April 22, 2018

My journey to finally meet him.

Di suatu pagi di Cirebon, saya ingat betul saat itu pagi karena saat itu masih jadi rutinitas harian saya untuk membuka timeline twitter setiap paginya, saya menemukan satu retweet yang menarik. Sebuah tweet yang diretweet, lucunya oleh mantan pacar saya. Tweet sederhana, yang saya yakin si empunya juga tidak bermaksud apa-apa selain menghargai nasihat ayahnya. Tapi entah kenapa tweet itu menyetop scroll timeline saya. Iseng saya klik profile twitternya. @frahmadani namanya. Secara otomatis saya scroll tweet-tweetnya yang lain. Tweetnya biasa. Tidak pretensius, tidak judging, tidak juga modus. Saya entah kenapa cukup yakin orang ini mentweet murni pikirannya, tanpa bermaksud apa-apa. Saya klik profile picturenya, dia tampak seperti laki-laki biasa, tapi entah kenapa saya begitu suka caranya berbahasa. Lalu rutinitas harian pun terpaksa membubarkan saya dari kepoan twitter pagi itu.

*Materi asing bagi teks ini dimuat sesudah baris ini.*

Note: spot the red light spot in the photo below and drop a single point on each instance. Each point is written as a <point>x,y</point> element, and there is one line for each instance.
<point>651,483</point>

Tapi entah mengapa ada yang begitu mengena dari tulisannya. Sungguh, hingga saat ini pun saya tidak tahu apa, tapi yang muncul dari pikiran saya adalah saya ingin mengenal dia. Saya ingin mengetahui pikirannya. Saya ingin tau orang ini.

Saat itu, saya masih cukup intens berkomunikasi dengan mantan yang meretweet tulisannya. Malam harinya, tanpa pikir panjang saya bilang keinginan saya mengenal orang ini ke si mantan. Saya lupa tepatnya apa yang saya bilang, saya hanya merasa keinginan ini harus disampaikan, entah kenapa. Ini kali pertama saya minta dikenalkan ke orang sejujurnya. Apalagi saya hanya baca tulisannya. Tapi entah kenapa saya begitu nekat. Semesta mungkin sedang membisikkan takdir saya? Entahlah. Saat itu tak terpikir lebih jauh dari ‘saya mau kenal dan ngobrol sama orang ini’.
Hari terlewat, obrolan mengenai ingin mengenal sesosok orang dibalik akun @frahmadani ini pun terlewat saja, hingga akhirnya teman saya ini bilang bahwa si akun @frahmadani rupanya tak keberatan jika berkenalan dengan saya.

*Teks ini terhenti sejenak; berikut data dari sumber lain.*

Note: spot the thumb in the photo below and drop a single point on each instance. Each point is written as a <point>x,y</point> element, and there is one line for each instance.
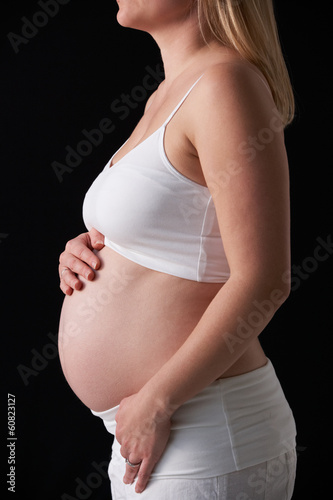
<point>96,239</point>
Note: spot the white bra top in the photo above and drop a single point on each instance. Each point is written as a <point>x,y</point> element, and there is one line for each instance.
<point>153,215</point>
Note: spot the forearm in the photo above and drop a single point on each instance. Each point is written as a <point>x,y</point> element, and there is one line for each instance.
<point>235,317</point>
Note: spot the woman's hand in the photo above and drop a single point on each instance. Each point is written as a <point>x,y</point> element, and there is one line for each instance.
<point>143,430</point>
<point>79,259</point>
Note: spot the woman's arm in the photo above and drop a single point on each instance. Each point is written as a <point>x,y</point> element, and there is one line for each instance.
<point>237,133</point>
<point>79,259</point>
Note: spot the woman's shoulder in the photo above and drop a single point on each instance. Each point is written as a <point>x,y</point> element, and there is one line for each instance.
<point>234,76</point>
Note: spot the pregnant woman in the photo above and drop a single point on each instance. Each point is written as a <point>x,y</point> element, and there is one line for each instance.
<point>184,263</point>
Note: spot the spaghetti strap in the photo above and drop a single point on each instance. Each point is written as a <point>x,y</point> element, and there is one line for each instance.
<point>181,102</point>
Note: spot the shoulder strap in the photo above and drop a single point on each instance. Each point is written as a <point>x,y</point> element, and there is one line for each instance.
<point>181,102</point>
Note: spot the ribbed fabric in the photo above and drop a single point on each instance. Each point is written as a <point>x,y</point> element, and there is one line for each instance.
<point>153,215</point>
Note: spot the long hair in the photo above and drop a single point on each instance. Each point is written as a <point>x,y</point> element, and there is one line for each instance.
<point>249,26</point>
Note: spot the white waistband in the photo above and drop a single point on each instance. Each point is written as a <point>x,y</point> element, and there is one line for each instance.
<point>233,423</point>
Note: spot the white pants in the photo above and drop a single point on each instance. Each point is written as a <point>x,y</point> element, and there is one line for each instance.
<point>235,440</point>
<point>271,480</point>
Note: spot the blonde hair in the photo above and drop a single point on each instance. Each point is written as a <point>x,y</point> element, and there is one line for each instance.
<point>249,26</point>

Saya ingat betul saat itu malam hari, saya ingat betul saya sedang berdiri di kamar di rumah kontrakan saya di Cirebon. Saya ingat betul bagaimana pertama kalinya akhirnya saya berkomunikasi dengan dia.
Obrolan kami berlangsung lancar, menyenangkan, tidak pretensius. Dan ada satu kalimat yang saya ingat dia tanyakan ke saya: Ceritain dong film, tv series, dan novel kesukaan lo. Karena dari situ kita bisa mengenal orang.
Mungkin terdengar biasa saja buat anda, tapi buat saya waktu itu, pertanyaan sederhana itu entah kenapa begitu mengena. Diantara sekian orang yang pertanyaannya selalu terbaca: Lo dokter ya? Lo orang sunda? Lo orang padang? Lo anak unpad? Entah kenapa pertanyaan sederhana mengenai apa yang saya suka, dan bukan apa latar belakang saya begitu mengena.

And I knew right then, that this man will have a big impact to my life.